Clinical psychologist Linda Blair said organizations sometimes made the mistake of forcing counseling and therapy on people who had undergone trauma.
Thoughts with all those who suffer, especially our emergency service workers and 999 operators. https://t.co/eleIybPvaO— Jen (@fidgety_jen) 27 June 2017
"If a person has been traumatized, either because they were a victim or because they were unable to help, the first rule is to make them aware help is available but to wait until they come forward," Dr. Blair told Sputnik
Dr. David Biggs, an occupational psychologist at the University of Gloucestershire, carried out research last year with West Mercia police into how to build in resilience to 999 operators.
"What we found that it was a mixture of training and recruitment. They recruited people who had quite a tough shell, but the training was quite good as well. They were trained to try not to think about what they heard too much but the most difficult cases were loss of life, especially involving children, and suicides," Dr. Biggs told Sputnik.
Det Chief Supt McCormack said that although they had listened to 26 calls made from the 23 apartments they still had not been able to identify all of the voices of those who called 999.
"We must presume that no-one in those 23 flats survived — that would include those who lived there or any anyone who was visiting them. We are in contact with some next of kin and some friends — I cannot say today with any certainty the total number of people who were in those 23 flats on the night. The 23 flats are spread from the 11th floor to the 23rd floor.

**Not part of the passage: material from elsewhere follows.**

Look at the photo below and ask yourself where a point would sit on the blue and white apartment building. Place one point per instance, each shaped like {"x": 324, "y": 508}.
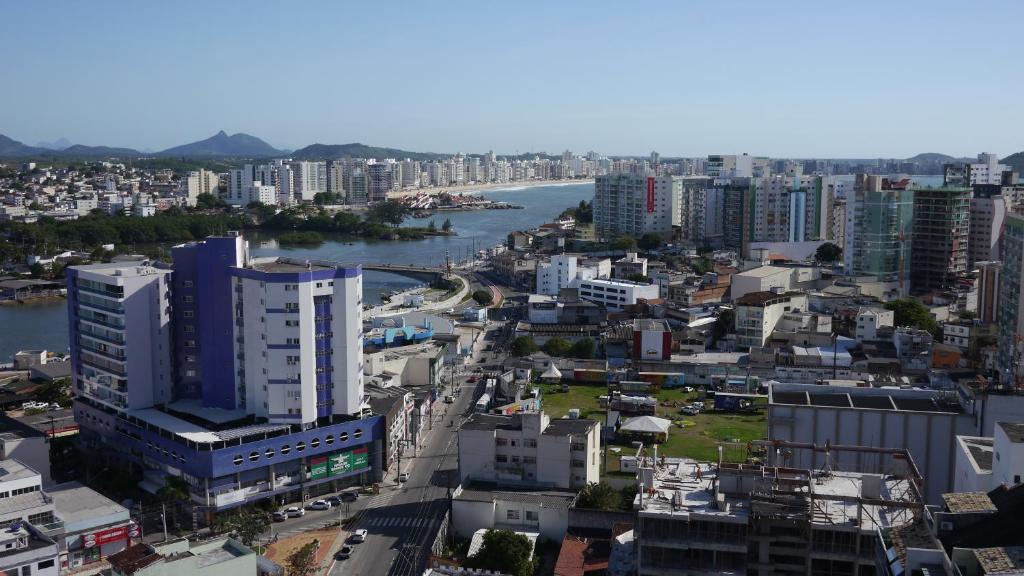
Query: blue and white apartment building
{"x": 243, "y": 376}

"We are focusing with an absolute priority on reviewing all the information we have, from many, many sources, about who lived or who was visiting those 23 flats. And by that I mean all imaginable sources from government agencies to fast food delivery companies," she said.
She said they had been provided with a list of tenants by KCTMO, the organization managing the block on behalf of Kensington and Chelsea Council.
"We quickly identified — by the end of that day — that the list was not accurate.
"We are many months from being able to provide a number that we believe accurately represents the total loss of life inside Grenfell Tower," said Det Chief Supt McCormack.